Mixpeek currently caches embeddings generated during retriever pipelines to avoid recomputation. There is no collection-level caching and no cache configuration or stats endpoints at this time.

Overview

  • What’s cached: Embeddings produced by the inference stage in retriever pipelines (dense and sparse).
  • Why: Reduce repeated calls to the inference engine for identical inputs, cutting latency and cost.
  • Where: Redis, with per-namespace key prefixing.
  • Invalidation: TTL-based expiration only; no event-based invalidation.

How it works

  • The inference stage builds a deterministic cache key from:
    • namespace_id
    • inference_name
    • query inputs (JSON-serialized with stable sorting)
  • On hit: the cached embedding (dense list or sparse vector) is returned.
  • On miss: Mixpeek calls the inference engine, then writes the result to Redis with a TTL.

Cache keys and TTL

  • Key format: embedding:{namespace_id}:{inference_name}:{stable_json_of_inputs}
  • TTL: Default 3600 seconds for stored embeddings.
  • Namespacing: Keys can be prefixed by namespace to isolate tenants.

Configuration surface

  • Toggle: Stages use a use_cache flag (defaults to enabled for inference embeddings).
  • TTL: Set in the inference caching call (default 3600s).

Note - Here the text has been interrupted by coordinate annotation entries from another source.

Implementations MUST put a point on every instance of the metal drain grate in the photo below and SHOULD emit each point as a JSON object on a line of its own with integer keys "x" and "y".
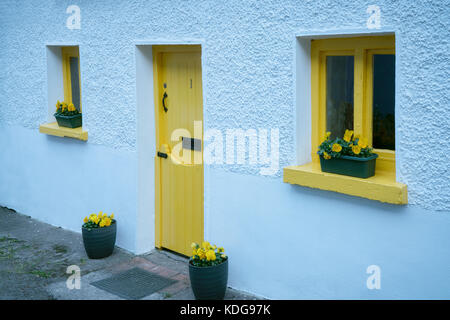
{"x": 133, "y": 284}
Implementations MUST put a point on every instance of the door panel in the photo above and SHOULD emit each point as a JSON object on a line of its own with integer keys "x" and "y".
{"x": 180, "y": 180}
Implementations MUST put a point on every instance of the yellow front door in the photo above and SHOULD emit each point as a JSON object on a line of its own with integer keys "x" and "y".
{"x": 178, "y": 162}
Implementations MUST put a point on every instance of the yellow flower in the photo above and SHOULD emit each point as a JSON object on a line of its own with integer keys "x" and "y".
{"x": 362, "y": 142}
{"x": 201, "y": 253}
{"x": 210, "y": 255}
{"x": 336, "y": 147}
{"x": 206, "y": 245}
{"x": 356, "y": 149}
{"x": 327, "y": 135}
{"x": 348, "y": 135}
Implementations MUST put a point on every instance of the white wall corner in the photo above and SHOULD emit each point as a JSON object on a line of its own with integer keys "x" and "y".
{"x": 303, "y": 99}
{"x": 146, "y": 149}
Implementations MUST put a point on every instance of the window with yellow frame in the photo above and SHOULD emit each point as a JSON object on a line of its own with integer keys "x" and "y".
{"x": 353, "y": 87}
{"x": 71, "y": 76}
{"x": 72, "y": 94}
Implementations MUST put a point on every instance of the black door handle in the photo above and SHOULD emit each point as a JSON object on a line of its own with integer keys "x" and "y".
{"x": 164, "y": 104}
{"x": 162, "y": 155}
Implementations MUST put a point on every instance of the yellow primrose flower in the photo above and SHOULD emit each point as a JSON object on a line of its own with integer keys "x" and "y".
{"x": 201, "y": 254}
{"x": 210, "y": 255}
{"x": 336, "y": 147}
{"x": 362, "y": 142}
{"x": 205, "y": 245}
{"x": 356, "y": 149}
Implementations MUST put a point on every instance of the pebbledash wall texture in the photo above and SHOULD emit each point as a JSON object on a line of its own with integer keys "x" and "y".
{"x": 284, "y": 241}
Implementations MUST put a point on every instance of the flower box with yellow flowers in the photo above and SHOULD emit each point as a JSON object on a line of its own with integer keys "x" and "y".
{"x": 350, "y": 156}
{"x": 208, "y": 271}
{"x": 99, "y": 235}
{"x": 67, "y": 115}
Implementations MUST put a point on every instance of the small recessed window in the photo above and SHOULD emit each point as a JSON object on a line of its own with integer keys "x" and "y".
{"x": 71, "y": 76}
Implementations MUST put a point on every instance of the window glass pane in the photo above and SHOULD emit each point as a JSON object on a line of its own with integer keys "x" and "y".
{"x": 340, "y": 79}
{"x": 384, "y": 101}
{"x": 75, "y": 82}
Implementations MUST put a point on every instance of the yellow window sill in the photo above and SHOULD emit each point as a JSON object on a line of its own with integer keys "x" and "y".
{"x": 55, "y": 130}
{"x": 382, "y": 187}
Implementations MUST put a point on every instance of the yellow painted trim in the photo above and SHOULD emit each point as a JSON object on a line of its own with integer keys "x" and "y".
{"x": 67, "y": 53}
{"x": 362, "y": 48}
{"x": 382, "y": 187}
{"x": 55, "y": 130}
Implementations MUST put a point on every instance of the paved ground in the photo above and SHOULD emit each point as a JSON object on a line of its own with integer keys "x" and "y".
{"x": 34, "y": 257}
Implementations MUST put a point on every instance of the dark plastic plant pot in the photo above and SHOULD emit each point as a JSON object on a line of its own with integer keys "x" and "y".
{"x": 69, "y": 121}
{"x": 209, "y": 283}
{"x": 99, "y": 242}
{"x": 350, "y": 166}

There is no per-retriever or API-level cache config.
  • No APIs: There are currently no endpoints for cache configuration, statistics, or invalidation.

Invalidation

  • TTL expiry only: Entries naturally expire after the TTL.
  • Manual deletion: Possible via Redis tools, but no Mixpeek endpoints for targeted invalidation.

Best practices

  • Stable inputs: Ensure input mappings are deterministic so equivalent queries hit the same key.
  • Appropriate TTL: Use longer TTLs for stable content; shorter TTLs if inputs or models change frequently.
  • Sparse vs dense: Both are cached; sparse vectors are stored as indices/values.